Now let's do some bi-variate analysis. If we want to plot the relationship between Energy and Loudness, think that which plot would be the appropriate choice.

Visualize the relationship between the two according to the plot you choose. Loudness bounds must be -2-20 and energy limits must be 0-100. 

In [14]:
#3pts

Now, create the plot which displays the average popularity of music albums over the years, with each data point representing a year, you can use a line graph with markers, and includes labels and appropriate y-limits ( It must be 5 units below the minimum popularity and 5 units above the maximum popularity.)  You can also rotate the x tick values ​​by 45 degrees. 


In [15]:
#6pts

Now, let's create a plot that illustrates the average popularity of music albums across the months of the year. The plot should be in the form of a line graph with markers, with the x-axis representing the months (in a custom order from January to December) and the y-axis representing the average popularity.
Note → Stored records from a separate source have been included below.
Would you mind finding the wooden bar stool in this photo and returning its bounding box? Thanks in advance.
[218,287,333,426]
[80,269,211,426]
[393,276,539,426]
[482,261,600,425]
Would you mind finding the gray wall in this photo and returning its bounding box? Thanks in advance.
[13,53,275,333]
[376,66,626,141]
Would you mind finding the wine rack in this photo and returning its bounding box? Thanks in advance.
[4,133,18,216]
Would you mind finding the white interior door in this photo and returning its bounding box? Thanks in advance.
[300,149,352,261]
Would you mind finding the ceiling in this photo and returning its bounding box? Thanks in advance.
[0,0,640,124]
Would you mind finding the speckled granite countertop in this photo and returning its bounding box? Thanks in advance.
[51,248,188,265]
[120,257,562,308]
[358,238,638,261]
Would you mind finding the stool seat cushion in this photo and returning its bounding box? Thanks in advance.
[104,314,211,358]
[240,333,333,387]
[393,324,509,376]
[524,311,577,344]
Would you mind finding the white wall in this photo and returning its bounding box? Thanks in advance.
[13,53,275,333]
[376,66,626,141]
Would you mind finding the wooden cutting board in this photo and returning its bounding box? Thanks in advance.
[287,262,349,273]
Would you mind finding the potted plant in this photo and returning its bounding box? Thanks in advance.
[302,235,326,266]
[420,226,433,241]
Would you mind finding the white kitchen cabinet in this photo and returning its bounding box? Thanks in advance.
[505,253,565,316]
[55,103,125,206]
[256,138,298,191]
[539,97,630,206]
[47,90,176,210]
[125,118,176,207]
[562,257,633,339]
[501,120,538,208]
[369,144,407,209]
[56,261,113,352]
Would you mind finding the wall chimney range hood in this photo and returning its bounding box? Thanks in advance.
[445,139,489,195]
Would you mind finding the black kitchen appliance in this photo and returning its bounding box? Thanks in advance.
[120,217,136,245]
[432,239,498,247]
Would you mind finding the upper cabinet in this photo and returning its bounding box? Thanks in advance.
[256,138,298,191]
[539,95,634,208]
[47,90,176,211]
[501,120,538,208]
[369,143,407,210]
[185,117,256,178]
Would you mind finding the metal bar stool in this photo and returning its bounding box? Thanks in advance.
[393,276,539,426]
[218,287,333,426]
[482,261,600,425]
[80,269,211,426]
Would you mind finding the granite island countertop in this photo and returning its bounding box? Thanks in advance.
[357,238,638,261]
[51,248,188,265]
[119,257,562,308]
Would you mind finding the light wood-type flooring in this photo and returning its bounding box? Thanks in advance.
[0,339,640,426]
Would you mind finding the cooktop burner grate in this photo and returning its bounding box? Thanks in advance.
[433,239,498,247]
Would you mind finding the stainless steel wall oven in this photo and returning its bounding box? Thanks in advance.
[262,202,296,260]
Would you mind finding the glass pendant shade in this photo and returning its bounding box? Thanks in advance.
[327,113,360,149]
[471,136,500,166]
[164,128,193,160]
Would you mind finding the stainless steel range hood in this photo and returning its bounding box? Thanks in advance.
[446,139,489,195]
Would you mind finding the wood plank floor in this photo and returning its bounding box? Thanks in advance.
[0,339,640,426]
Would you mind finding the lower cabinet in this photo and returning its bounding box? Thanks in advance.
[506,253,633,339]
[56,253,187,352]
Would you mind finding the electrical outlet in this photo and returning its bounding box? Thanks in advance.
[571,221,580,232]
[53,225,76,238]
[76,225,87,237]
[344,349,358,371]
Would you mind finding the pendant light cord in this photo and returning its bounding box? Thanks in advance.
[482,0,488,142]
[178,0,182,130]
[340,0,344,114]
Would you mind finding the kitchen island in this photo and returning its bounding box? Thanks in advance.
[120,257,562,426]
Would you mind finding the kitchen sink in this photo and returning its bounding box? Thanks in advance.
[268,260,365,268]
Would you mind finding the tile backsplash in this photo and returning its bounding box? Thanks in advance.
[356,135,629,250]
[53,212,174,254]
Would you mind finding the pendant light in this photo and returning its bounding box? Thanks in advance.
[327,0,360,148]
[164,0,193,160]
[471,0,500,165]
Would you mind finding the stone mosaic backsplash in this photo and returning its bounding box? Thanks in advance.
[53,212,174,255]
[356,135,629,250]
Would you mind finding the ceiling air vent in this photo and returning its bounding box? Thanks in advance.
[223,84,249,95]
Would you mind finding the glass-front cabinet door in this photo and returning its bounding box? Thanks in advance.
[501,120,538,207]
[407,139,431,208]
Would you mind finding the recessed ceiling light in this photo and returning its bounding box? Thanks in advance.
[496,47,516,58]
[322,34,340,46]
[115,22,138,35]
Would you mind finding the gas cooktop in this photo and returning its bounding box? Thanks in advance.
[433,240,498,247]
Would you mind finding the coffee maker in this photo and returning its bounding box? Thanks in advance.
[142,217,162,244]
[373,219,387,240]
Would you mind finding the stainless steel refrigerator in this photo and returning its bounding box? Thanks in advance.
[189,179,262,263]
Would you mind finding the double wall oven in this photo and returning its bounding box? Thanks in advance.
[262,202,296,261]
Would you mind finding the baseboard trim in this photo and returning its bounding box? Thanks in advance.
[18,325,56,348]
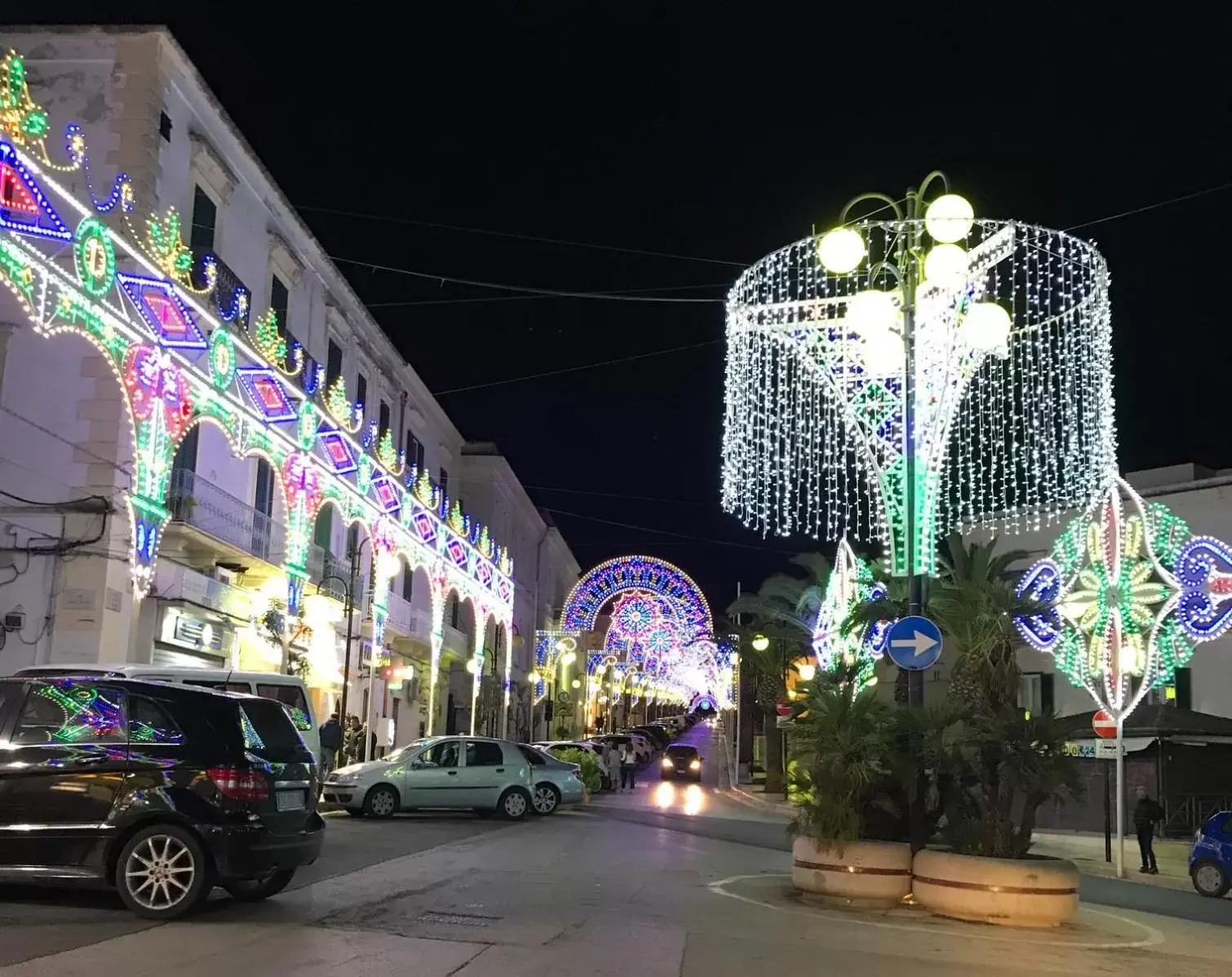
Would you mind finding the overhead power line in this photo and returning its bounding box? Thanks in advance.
[432,339,723,397]
[295,206,749,268]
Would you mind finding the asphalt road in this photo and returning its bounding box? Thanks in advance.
[590,725,1232,926]
[0,812,512,967]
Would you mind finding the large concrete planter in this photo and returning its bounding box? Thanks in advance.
[911,849,1078,926]
[791,837,911,908]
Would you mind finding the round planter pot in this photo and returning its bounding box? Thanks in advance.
[791,837,911,908]
[911,850,1078,926]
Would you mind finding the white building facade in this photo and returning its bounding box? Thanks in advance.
[0,29,575,747]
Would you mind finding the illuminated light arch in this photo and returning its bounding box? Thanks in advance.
[561,557,715,637]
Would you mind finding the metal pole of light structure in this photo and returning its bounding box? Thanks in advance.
[1116,716,1125,878]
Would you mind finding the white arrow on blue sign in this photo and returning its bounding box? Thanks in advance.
[886,616,942,672]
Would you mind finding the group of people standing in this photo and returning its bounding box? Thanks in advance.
[599,743,637,793]
[321,712,376,783]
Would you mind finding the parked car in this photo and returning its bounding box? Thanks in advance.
[531,739,602,757]
[517,743,587,817]
[1189,810,1232,899]
[659,743,706,783]
[630,726,671,750]
[323,737,556,820]
[0,675,326,921]
[590,733,653,764]
[16,665,321,760]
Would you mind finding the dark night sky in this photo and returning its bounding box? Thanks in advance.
[19,4,1232,606]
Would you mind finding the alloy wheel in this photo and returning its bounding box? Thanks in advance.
[534,784,557,815]
[125,834,197,912]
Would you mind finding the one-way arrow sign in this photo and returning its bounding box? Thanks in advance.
[887,616,942,672]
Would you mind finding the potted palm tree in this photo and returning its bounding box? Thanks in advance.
[849,536,1080,926]
[787,667,911,907]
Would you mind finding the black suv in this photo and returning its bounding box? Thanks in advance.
[0,677,326,919]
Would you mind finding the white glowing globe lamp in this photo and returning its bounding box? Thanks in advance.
[924,244,967,288]
[961,302,1013,353]
[817,227,866,275]
[924,193,976,244]
[843,288,898,336]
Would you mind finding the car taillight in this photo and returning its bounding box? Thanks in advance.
[206,766,270,801]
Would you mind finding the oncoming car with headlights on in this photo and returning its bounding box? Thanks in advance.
[659,743,706,783]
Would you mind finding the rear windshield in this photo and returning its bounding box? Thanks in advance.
[237,699,304,762]
[256,682,312,733]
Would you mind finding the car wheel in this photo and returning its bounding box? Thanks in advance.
[116,824,212,919]
[532,784,561,817]
[363,784,398,818]
[497,788,531,820]
[1189,861,1232,899]
[223,868,295,902]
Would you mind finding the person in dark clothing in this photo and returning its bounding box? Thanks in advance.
[321,712,343,784]
[1133,784,1163,875]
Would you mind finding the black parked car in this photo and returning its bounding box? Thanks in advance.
[0,677,326,919]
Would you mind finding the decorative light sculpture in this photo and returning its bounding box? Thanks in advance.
[722,174,1116,576]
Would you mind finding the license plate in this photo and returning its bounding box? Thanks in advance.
[276,791,308,810]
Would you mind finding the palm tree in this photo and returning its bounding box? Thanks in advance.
[727,553,831,793]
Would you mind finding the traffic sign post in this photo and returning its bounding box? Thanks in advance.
[886,615,942,672]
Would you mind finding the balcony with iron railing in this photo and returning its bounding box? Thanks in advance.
[167,469,287,564]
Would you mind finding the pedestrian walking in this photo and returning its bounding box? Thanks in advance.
[1133,784,1163,875]
[318,712,343,784]
[620,743,637,791]
[604,743,621,793]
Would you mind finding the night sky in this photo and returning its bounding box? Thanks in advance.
[14,4,1232,606]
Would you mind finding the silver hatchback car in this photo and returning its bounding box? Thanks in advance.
[323,737,582,820]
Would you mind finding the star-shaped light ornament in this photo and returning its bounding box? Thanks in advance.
[1015,474,1232,720]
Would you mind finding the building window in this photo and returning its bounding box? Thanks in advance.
[326,340,343,390]
[406,431,423,474]
[253,459,273,516]
[188,186,218,251]
[1017,672,1055,716]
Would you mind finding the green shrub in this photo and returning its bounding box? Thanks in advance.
[552,749,602,793]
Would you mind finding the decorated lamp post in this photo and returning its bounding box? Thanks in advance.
[722,172,1116,655]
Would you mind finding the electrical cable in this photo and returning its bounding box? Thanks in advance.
[543,505,800,557]
[432,339,725,397]
[295,206,749,268]
[326,255,725,305]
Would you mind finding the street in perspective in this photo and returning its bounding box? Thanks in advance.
[0,13,1232,977]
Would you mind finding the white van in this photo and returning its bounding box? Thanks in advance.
[15,664,321,759]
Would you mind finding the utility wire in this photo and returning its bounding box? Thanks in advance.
[328,255,723,305]
[303,206,749,268]
[1065,182,1232,230]
[543,506,800,556]
[432,339,723,397]
[367,282,732,309]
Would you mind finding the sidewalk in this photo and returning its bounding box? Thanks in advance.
[730,784,1193,892]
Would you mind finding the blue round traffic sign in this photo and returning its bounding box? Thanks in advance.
[886,616,942,672]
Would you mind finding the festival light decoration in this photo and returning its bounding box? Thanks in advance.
[722,189,1116,575]
[1015,473,1232,720]
[813,540,886,689]
[0,53,514,714]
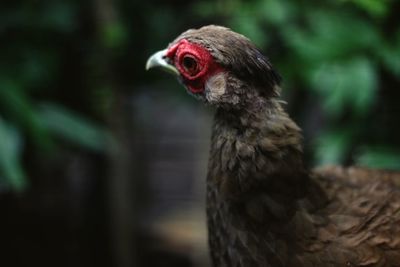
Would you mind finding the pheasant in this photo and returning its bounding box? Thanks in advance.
[146,25,400,267]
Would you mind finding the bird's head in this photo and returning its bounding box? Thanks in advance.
[146,25,280,107]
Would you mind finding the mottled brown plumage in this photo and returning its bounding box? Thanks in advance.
[146,26,400,267]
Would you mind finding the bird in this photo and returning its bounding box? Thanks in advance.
[146,25,400,267]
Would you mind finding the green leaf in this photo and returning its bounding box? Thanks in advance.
[356,146,400,170]
[0,80,51,148]
[312,57,377,116]
[0,118,27,191]
[315,128,354,165]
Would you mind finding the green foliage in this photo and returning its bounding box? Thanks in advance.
[194,0,400,169]
[0,0,109,191]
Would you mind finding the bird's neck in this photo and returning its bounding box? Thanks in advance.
[207,99,318,266]
[209,99,307,198]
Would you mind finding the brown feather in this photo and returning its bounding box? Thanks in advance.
[149,26,400,267]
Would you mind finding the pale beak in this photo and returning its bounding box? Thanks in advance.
[146,49,179,75]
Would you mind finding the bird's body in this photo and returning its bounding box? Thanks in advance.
[146,26,400,267]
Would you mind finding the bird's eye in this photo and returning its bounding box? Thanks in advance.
[182,56,199,76]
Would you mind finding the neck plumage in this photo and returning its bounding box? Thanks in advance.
[207,96,316,266]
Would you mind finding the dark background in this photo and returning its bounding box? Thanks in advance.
[0,0,400,267]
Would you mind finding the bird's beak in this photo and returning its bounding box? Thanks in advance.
[146,49,179,75]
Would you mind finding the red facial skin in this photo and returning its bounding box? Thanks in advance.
[166,39,222,94]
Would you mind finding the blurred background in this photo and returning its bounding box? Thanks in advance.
[0,0,400,267]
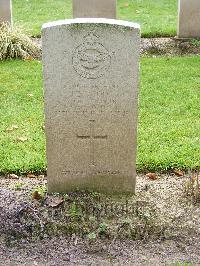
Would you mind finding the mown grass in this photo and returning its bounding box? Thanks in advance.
[13,0,178,37]
[0,57,200,173]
Make sure to include appropriate labels and set the y-axis limits to be 5 units below the minimum popularity and 5 units above the maximum popularity. Additionally, rotate the x-axis tick values by 45 degrees for better readability. 

In [16]:
#7pts


Let's create more sophisticated plot. In this question you will also make some operations on the dataset again.

Visualize and compare the BPM (Beats Per Minute) levels in the music of four different artists: Lorde, Big Thief, Wolf Alice and Phoebe Bridgers. The data is presented in a countplot with three categories for BPM levels: Slow, Medium, and Fast. Each artist's contribution to each BPM category is shown using a different color. The y-axis represents the frequency of songs falling into each BPM category. Set the y-axis limits to a range of 0 to 10 for better clarity.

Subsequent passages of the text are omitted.